The ‘Betascore’ of a book

Over the past few decades, consumers have become familiar with the concept of judging somethings worth, significance or quality with the help of rankings, scores and reviews from independent sources. A popular example of this is the International Movie Database (IMDb). Here you can take two different scores into account before making that all important decision whether to watch a movie, or not. Firstly, the star rating shows an average of how people, who’ve seen the movie, rated it out of 10. Secondly, the ‘metascore’, weighs opinions from well respected critics. This is displayed out of 100. In short, the higher the metascore, the more positive reviews a movie has.

For the purposes of assessment in education, there is a desire amongst academic tutors to be able to see what a student’s ‘best thinking’ is at any one point, and where it’s come from. Traditional referencing goes some way to providing information along these lines, but in a one dimensional format, without considering the amount of reading that didn’t make the final cut for a piece of writing (eg. an essay).

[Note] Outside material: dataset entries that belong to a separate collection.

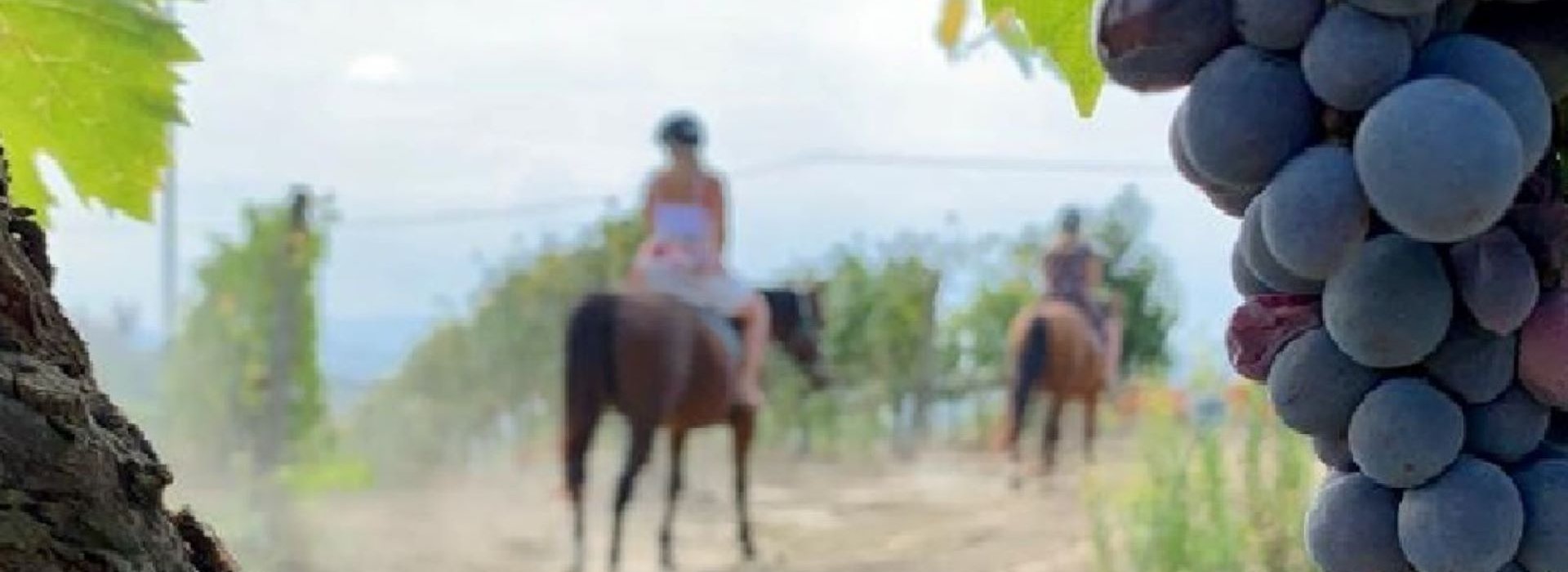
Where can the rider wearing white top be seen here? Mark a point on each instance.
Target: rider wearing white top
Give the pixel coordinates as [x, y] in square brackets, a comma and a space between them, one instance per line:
[683, 256]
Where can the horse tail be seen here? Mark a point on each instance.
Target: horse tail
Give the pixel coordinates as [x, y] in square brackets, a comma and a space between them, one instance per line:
[1027, 370]
[590, 380]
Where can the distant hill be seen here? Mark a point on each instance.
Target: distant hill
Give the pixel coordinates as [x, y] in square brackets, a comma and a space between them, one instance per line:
[356, 351]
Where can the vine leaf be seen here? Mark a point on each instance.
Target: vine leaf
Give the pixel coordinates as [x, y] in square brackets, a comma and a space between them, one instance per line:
[951, 25]
[91, 85]
[1060, 32]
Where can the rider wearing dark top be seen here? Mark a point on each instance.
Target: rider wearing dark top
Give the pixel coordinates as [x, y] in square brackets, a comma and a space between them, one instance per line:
[1073, 271]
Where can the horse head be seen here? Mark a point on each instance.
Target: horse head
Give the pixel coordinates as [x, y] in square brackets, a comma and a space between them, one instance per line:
[797, 328]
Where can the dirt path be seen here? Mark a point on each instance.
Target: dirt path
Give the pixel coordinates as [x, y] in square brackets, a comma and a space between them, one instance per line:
[942, 513]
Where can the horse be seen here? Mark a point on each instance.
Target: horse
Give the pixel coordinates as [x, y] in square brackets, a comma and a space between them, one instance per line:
[1053, 350]
[664, 364]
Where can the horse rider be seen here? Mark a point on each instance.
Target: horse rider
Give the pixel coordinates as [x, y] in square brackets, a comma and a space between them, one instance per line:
[1073, 271]
[686, 212]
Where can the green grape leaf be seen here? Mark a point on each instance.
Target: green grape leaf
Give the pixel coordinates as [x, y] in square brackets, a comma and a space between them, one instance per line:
[91, 85]
[1060, 30]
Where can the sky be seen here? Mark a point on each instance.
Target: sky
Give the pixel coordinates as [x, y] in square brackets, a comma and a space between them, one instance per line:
[453, 132]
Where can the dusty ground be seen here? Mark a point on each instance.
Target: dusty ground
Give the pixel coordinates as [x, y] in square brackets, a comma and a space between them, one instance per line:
[947, 512]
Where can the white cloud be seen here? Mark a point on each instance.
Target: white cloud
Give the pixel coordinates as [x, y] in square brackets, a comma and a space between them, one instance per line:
[375, 68]
[528, 101]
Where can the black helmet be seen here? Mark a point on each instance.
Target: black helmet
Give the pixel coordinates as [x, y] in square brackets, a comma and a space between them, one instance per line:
[681, 129]
[1071, 220]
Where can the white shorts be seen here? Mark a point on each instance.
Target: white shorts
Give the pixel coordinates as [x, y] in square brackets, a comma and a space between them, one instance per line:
[709, 290]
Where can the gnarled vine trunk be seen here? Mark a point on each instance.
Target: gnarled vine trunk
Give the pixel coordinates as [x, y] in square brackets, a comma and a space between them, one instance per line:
[80, 486]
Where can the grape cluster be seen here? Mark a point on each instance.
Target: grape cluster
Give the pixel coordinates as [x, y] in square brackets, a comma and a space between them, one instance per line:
[1375, 152]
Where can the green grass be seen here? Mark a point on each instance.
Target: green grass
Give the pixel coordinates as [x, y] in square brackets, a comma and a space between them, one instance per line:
[1222, 498]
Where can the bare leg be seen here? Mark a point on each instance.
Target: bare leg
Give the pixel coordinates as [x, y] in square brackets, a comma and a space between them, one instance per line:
[635, 458]
[758, 324]
[666, 534]
[744, 423]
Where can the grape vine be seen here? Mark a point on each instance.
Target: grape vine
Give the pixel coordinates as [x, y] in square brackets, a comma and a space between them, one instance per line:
[1399, 170]
[216, 365]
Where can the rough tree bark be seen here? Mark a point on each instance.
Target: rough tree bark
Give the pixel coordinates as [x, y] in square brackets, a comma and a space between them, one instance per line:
[80, 486]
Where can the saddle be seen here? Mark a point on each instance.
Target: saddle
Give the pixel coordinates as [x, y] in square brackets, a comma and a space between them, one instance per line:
[728, 334]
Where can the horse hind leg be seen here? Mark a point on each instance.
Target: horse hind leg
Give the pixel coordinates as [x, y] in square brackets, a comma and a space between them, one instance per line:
[635, 459]
[579, 435]
[671, 500]
[1053, 436]
[1031, 367]
[1090, 425]
[744, 425]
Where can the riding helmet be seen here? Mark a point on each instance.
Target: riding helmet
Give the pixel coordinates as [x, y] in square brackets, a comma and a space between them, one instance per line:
[1071, 220]
[681, 129]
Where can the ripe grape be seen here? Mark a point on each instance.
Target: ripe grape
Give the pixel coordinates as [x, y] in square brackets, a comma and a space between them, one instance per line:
[1232, 201]
[1355, 57]
[1396, 8]
[1276, 24]
[1314, 213]
[1421, 27]
[1247, 284]
[1316, 387]
[1254, 251]
[1353, 527]
[1452, 15]
[1440, 160]
[1496, 279]
[1472, 364]
[1392, 305]
[1405, 433]
[1468, 519]
[1503, 74]
[1508, 428]
[1160, 44]
[1557, 431]
[1249, 112]
[1334, 454]
[1535, 32]
[1544, 362]
[1544, 489]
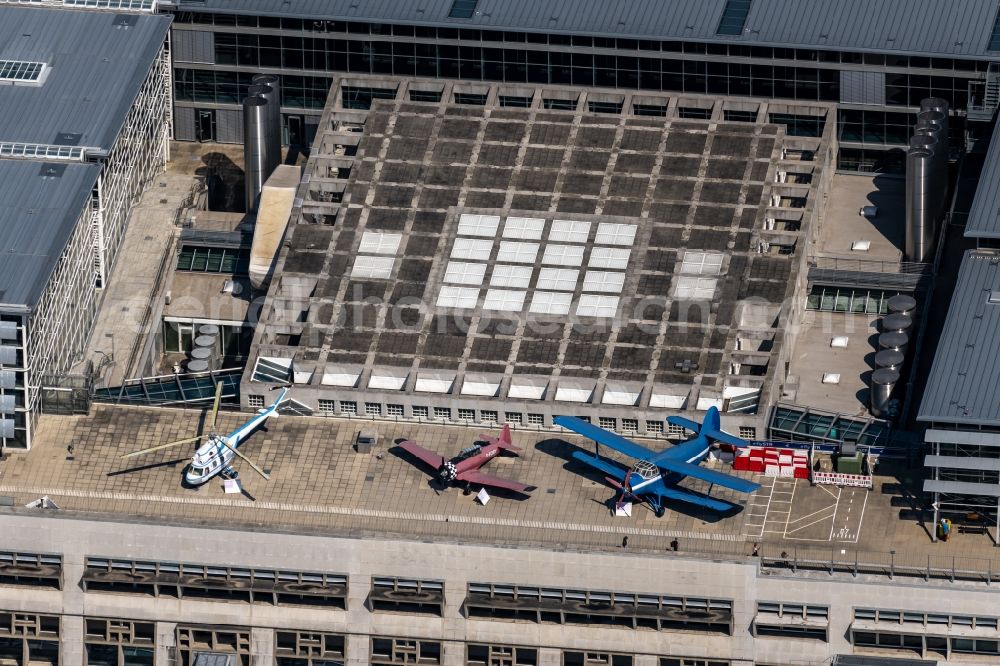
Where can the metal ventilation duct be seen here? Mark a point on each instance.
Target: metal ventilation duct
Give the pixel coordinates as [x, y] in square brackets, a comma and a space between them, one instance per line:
[254, 147]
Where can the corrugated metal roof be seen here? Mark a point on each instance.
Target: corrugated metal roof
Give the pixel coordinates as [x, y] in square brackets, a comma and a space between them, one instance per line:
[964, 383]
[904, 26]
[37, 216]
[97, 70]
[984, 216]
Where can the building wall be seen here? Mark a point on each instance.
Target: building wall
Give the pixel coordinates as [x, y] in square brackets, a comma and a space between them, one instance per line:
[741, 584]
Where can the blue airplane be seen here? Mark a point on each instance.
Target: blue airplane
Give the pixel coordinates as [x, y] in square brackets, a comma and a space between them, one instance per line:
[655, 475]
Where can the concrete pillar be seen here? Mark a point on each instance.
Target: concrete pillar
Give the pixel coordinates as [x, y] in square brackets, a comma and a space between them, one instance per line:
[261, 646]
[71, 640]
[166, 644]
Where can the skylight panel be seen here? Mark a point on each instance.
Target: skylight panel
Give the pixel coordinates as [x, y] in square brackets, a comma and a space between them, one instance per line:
[526, 228]
[478, 225]
[550, 302]
[609, 233]
[471, 248]
[376, 242]
[559, 279]
[609, 257]
[563, 255]
[21, 71]
[460, 272]
[379, 268]
[517, 253]
[511, 276]
[505, 300]
[569, 231]
[591, 305]
[734, 17]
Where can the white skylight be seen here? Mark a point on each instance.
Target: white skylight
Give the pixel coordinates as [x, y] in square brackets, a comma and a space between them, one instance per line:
[591, 305]
[550, 302]
[526, 228]
[517, 253]
[505, 300]
[376, 242]
[471, 248]
[460, 272]
[695, 288]
[505, 275]
[609, 233]
[559, 279]
[457, 297]
[610, 283]
[563, 255]
[569, 231]
[372, 267]
[609, 257]
[701, 263]
[478, 225]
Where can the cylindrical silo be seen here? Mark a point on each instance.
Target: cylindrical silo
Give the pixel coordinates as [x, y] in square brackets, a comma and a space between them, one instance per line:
[897, 322]
[903, 304]
[883, 381]
[889, 358]
[274, 115]
[254, 147]
[894, 340]
[919, 220]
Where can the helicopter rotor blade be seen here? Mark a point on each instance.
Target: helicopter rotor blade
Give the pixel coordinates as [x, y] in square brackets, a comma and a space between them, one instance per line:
[245, 459]
[215, 406]
[163, 446]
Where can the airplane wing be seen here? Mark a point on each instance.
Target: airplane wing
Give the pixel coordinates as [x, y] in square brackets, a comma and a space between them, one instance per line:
[612, 469]
[433, 459]
[479, 478]
[676, 493]
[682, 422]
[602, 436]
[710, 475]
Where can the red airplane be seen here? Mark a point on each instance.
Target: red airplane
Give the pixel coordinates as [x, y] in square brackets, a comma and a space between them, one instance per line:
[465, 466]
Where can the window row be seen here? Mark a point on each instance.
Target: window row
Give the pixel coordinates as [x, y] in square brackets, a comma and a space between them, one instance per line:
[723, 49]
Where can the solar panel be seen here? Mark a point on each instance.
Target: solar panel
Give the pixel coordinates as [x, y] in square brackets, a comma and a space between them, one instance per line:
[569, 231]
[527, 228]
[471, 248]
[550, 302]
[591, 305]
[376, 242]
[609, 233]
[505, 300]
[603, 281]
[559, 279]
[372, 267]
[563, 255]
[518, 253]
[20, 71]
[457, 297]
[609, 257]
[478, 225]
[695, 287]
[460, 272]
[511, 276]
[734, 17]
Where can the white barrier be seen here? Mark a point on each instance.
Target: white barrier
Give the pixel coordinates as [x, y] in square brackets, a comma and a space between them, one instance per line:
[835, 479]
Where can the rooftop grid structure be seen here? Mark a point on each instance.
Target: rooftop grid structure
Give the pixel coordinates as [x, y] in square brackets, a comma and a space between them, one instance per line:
[551, 261]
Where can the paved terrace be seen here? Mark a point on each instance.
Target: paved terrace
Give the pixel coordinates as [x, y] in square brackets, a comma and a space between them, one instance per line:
[320, 484]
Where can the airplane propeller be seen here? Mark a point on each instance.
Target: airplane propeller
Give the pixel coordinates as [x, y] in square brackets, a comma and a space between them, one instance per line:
[213, 417]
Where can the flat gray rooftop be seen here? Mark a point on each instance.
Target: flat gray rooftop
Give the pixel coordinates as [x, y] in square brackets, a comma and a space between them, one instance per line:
[96, 62]
[40, 204]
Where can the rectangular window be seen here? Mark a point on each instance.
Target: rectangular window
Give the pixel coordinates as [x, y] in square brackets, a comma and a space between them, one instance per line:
[734, 16]
[463, 9]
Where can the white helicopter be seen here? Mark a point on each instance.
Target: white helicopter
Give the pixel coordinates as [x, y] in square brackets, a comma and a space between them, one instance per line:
[216, 455]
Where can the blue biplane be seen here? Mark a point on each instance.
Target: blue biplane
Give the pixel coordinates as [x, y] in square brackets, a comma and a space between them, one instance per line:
[653, 478]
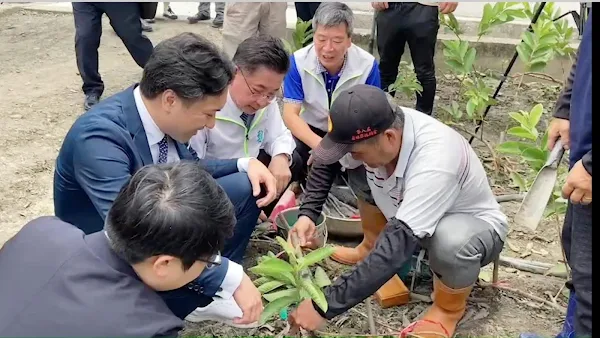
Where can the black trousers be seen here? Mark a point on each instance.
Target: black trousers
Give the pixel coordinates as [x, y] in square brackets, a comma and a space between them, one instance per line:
[124, 19]
[577, 242]
[417, 25]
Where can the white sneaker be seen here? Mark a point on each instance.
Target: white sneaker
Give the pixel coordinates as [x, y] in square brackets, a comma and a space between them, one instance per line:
[220, 310]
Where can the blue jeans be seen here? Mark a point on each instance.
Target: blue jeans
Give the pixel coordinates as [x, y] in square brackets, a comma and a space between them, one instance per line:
[237, 186]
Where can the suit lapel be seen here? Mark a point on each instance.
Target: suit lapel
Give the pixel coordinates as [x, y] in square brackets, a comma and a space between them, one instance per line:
[134, 124]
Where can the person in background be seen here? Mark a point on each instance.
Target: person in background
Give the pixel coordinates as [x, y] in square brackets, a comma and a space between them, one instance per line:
[572, 125]
[434, 192]
[318, 73]
[415, 24]
[183, 85]
[165, 227]
[168, 12]
[250, 123]
[246, 19]
[204, 14]
[125, 20]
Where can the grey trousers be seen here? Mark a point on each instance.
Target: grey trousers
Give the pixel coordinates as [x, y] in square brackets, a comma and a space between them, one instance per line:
[459, 247]
[204, 7]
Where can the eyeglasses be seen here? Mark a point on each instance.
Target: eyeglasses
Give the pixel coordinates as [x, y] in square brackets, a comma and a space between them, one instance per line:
[268, 97]
[213, 260]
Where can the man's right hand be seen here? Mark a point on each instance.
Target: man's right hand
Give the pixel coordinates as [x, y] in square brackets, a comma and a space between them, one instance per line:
[559, 128]
[305, 229]
[258, 173]
[379, 6]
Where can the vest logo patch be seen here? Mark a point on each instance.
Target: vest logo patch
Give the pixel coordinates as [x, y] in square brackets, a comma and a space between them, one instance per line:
[260, 136]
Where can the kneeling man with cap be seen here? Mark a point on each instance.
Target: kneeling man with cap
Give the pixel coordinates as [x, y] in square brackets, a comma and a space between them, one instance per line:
[434, 193]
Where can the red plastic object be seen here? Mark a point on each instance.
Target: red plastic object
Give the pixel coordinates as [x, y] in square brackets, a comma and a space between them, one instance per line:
[287, 200]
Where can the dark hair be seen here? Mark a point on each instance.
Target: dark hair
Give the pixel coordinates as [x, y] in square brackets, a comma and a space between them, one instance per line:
[189, 65]
[262, 51]
[170, 209]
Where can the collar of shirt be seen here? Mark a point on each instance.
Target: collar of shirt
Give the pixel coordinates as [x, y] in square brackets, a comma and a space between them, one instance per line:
[321, 69]
[153, 133]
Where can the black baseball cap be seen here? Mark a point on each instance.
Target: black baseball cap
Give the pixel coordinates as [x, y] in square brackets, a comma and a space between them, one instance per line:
[357, 114]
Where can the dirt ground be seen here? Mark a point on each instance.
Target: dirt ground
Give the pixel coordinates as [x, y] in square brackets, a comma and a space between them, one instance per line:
[41, 97]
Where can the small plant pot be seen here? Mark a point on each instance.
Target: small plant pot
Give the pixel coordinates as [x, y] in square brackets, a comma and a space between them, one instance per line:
[291, 216]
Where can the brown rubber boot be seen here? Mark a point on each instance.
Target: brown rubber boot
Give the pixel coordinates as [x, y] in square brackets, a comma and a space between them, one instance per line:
[440, 320]
[373, 222]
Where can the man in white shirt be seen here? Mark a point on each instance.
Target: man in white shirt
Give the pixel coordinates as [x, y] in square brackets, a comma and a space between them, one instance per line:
[434, 192]
[183, 85]
[250, 123]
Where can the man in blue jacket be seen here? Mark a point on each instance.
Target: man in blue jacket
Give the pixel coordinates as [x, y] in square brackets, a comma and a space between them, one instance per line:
[573, 125]
[183, 85]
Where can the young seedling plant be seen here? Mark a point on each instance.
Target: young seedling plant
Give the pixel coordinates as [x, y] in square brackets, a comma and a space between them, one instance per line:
[286, 283]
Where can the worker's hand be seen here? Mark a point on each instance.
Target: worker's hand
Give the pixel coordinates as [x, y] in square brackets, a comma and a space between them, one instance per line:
[578, 187]
[248, 298]
[447, 7]
[305, 229]
[259, 174]
[280, 168]
[306, 317]
[379, 6]
[559, 128]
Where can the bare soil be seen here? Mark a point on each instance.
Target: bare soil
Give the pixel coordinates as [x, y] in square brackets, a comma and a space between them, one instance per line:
[41, 97]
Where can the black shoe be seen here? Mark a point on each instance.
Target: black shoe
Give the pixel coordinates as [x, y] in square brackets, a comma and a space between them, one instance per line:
[218, 21]
[146, 27]
[169, 14]
[90, 100]
[198, 17]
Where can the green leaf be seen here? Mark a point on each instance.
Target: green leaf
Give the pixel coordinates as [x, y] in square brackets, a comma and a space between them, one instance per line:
[534, 154]
[270, 286]
[511, 147]
[261, 281]
[316, 294]
[315, 257]
[522, 133]
[273, 296]
[275, 307]
[321, 278]
[519, 181]
[535, 114]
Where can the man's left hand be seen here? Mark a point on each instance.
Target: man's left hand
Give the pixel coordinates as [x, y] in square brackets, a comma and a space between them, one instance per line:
[447, 7]
[306, 317]
[280, 168]
[578, 187]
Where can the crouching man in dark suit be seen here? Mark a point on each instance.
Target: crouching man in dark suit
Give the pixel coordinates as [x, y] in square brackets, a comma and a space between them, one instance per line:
[184, 84]
[165, 227]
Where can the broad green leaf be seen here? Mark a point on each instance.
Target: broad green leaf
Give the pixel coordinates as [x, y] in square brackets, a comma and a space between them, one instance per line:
[519, 181]
[534, 154]
[511, 147]
[321, 278]
[287, 247]
[275, 307]
[261, 281]
[315, 257]
[316, 294]
[535, 114]
[519, 118]
[270, 286]
[522, 133]
[273, 296]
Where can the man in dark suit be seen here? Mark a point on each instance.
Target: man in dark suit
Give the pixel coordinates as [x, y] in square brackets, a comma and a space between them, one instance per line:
[183, 85]
[125, 20]
[165, 228]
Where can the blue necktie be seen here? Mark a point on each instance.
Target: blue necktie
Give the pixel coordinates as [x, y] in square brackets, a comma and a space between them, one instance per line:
[163, 150]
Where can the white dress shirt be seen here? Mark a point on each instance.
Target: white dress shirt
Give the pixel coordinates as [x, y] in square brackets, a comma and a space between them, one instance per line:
[235, 273]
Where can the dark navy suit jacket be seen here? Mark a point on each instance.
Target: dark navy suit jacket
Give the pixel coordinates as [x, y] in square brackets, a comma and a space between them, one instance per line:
[103, 148]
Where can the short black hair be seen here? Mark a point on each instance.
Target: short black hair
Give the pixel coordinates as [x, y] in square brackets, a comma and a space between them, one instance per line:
[262, 51]
[170, 209]
[189, 65]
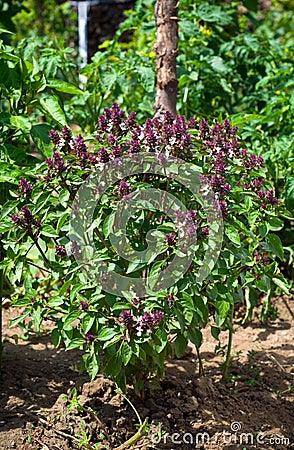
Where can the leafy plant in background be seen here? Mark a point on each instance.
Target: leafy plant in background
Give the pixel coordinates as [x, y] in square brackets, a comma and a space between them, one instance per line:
[229, 64]
[125, 337]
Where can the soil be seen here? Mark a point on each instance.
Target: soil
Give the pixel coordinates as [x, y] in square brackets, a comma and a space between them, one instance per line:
[254, 410]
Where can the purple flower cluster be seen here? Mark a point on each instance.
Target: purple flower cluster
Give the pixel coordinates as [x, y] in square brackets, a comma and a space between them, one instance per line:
[90, 337]
[113, 121]
[62, 141]
[148, 321]
[166, 132]
[218, 185]
[25, 186]
[56, 164]
[84, 305]
[127, 318]
[261, 258]
[221, 145]
[268, 198]
[187, 222]
[252, 162]
[60, 251]
[143, 324]
[123, 189]
[170, 239]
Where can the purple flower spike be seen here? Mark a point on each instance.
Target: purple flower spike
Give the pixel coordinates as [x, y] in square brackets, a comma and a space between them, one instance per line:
[127, 318]
[60, 251]
[16, 219]
[170, 239]
[103, 155]
[54, 137]
[84, 305]
[27, 215]
[25, 186]
[66, 134]
[123, 189]
[90, 337]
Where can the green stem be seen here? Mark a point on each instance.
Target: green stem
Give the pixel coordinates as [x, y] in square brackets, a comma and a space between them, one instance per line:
[229, 349]
[201, 368]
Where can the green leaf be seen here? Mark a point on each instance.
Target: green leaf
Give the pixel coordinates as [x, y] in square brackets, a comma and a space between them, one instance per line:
[126, 353]
[52, 107]
[223, 308]
[71, 318]
[180, 345]
[195, 336]
[40, 136]
[106, 333]
[215, 332]
[251, 4]
[64, 86]
[49, 231]
[276, 245]
[21, 123]
[263, 284]
[87, 323]
[56, 337]
[218, 64]
[76, 343]
[233, 235]
[275, 224]
[282, 285]
[92, 365]
[263, 229]
[15, 321]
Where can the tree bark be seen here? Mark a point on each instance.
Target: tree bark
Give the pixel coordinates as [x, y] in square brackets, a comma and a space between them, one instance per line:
[166, 45]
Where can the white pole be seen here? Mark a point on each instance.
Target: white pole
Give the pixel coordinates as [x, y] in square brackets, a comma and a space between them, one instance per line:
[83, 9]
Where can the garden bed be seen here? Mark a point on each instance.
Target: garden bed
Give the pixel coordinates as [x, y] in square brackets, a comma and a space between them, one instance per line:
[258, 401]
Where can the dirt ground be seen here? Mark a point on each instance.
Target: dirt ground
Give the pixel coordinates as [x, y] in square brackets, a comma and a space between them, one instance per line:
[255, 410]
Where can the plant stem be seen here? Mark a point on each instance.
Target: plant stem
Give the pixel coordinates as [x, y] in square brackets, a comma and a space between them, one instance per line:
[132, 441]
[201, 368]
[120, 392]
[229, 349]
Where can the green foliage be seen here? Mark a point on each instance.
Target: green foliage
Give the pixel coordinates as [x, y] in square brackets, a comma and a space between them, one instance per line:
[125, 337]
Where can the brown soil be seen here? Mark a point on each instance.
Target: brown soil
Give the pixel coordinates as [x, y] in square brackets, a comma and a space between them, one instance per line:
[206, 413]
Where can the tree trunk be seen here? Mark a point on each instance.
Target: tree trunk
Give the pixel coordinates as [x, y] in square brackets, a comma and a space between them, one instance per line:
[166, 20]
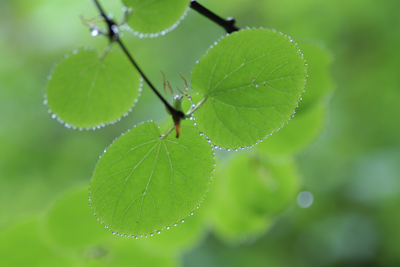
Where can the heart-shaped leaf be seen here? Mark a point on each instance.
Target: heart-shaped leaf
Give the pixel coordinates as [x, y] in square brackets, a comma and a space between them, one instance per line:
[85, 91]
[144, 183]
[253, 80]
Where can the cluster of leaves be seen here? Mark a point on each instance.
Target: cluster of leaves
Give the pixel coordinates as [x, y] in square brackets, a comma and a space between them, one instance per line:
[148, 180]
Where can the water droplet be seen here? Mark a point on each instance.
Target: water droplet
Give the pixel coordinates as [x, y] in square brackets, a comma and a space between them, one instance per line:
[305, 199]
[95, 32]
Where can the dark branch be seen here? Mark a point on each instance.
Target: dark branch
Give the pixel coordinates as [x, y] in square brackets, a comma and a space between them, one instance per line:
[228, 25]
[114, 37]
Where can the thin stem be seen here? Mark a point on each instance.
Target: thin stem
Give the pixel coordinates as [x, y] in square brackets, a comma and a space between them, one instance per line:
[167, 133]
[114, 37]
[228, 25]
[193, 110]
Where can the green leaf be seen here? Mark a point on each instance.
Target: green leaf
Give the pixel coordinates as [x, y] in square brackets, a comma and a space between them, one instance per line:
[85, 91]
[304, 128]
[245, 208]
[253, 80]
[70, 222]
[153, 16]
[144, 183]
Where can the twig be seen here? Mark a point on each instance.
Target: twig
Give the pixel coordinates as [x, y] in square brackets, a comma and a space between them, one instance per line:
[228, 25]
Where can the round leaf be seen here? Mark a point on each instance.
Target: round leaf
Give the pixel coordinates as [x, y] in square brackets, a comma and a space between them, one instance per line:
[85, 91]
[152, 16]
[245, 208]
[144, 183]
[253, 80]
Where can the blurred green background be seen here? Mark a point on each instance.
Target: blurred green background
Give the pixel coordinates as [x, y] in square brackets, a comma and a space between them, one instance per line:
[352, 169]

We all highlight, underline or bracket text when reading so we can refer back to it in the future. I started to number these highlights to speed up this process, which upon finishing a book left me with a number. It’s just the number of times I highlighted something, but this total isn’t insignificant. It’s the number of times I deemed something profound, significant, inspiring, useful, compelling etc. in a specific text, based on my current knowledge. This makes this number both personal and potentially very telling.

In the world of computing, the ‘beta’ version is something that is made available for testing before the final version is released. So for now, taking inspiration from IMDb, I’ll call this number the ‘betascore’ of a book. Plotting these numbers on an appropriate data visualisation paints a far deeper picture of a student’s reading list in terms of personal importance, inspiration or influence. The betascore is therefore not out of 10, 100 or anything else. It alludes to the person doing the reading and how much the text relates to their work and thinking, not their assessment of the book itself.